Some stores also enacted different pricing strategies to profit from this increased market penetration. “They used promotions to attract customers into the store and then sold certain items at a higher price point while offering promotions on other items,” IBISWorld’s report states. “This increased the average consumer’s basket size and enabled stores to maintain growth.”
However, as the economy continues to improve, IBISWorld predicts that some consumers will return to their pre-recession shopping habits and switch to other retail channels. The market research firm expects that the channel will contract at an annualized rate of 1.4 percent to $50.7 billion, down from IBISWorld’s tracked $54.4 billion in 2014, during the five years to 2019.
On the flipside, many of the aesthetic and product-offering upgrades made by the channel in recent years could help retain some of these shoppers, particularly those who still are sticking to their conservative shopping behaviors.
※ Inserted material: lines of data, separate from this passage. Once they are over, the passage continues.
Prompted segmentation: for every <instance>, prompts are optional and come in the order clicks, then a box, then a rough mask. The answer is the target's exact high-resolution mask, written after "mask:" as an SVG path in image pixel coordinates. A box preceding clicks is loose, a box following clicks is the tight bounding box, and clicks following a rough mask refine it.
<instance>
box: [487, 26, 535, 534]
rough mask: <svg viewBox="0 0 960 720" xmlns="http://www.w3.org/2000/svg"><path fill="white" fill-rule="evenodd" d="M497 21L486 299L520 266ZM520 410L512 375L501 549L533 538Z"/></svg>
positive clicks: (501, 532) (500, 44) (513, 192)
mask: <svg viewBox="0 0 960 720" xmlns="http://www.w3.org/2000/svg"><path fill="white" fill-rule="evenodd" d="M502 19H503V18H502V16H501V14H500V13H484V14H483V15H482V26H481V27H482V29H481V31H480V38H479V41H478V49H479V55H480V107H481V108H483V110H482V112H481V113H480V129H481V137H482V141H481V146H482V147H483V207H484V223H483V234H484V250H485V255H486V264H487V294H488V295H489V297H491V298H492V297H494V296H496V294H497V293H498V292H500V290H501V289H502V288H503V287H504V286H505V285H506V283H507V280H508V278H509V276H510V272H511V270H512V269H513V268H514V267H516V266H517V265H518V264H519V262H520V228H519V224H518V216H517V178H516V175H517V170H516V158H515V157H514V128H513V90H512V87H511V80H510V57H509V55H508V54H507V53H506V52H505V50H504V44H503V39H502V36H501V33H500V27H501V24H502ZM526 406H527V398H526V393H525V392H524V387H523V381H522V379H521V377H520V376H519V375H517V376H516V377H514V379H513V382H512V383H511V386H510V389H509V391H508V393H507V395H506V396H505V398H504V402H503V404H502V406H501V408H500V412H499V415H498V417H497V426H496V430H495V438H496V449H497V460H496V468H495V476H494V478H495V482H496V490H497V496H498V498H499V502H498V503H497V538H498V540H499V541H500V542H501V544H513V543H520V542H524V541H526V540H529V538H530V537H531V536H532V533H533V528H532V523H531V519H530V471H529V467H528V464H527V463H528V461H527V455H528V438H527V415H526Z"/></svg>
In an attempt to entice more middle-class consumers and help eliminate some of the stigma of shopping the channel, some retailers now offer both national and private-label brands. For example, in the CPG category, Dollar General sells both Maxwell House and Dunkin Donuts coffee brands in addition to its private-label line Clover Valley.
Of all items sold in the dollar and variety stores channel, groceries make up 22.4 percent of offerings, IBISWorld reports. This represents the second-biggest product category, after “others,” for the channel. Discount retailers also capture 2.3 percent of total beverage spending, IRI’s Viamari says.
Total beverage sales in the channel reached about $1.6 billion in the past year, remaining flat compared with the previous year, Viamari notes. More specifically, bottled water sales in the channel grew 12.8 percent, ready-to-drink coffee and tea sales increased 18.7 percent, and aseptic juices grew 18.1 percent, she says.
“Home-based eating and drinking continues to be quite pervasive, as consumers are holding tight to conservative purchase behaviors,” Viamari says. Nonetheless, they are seeking excitement, indulgence, and health and wellness. Powerful products are those that offer fresh and exciting flavors, a strong nutritional punch, and portable satiation. [These] will continue to make a big splash throughout 2015.”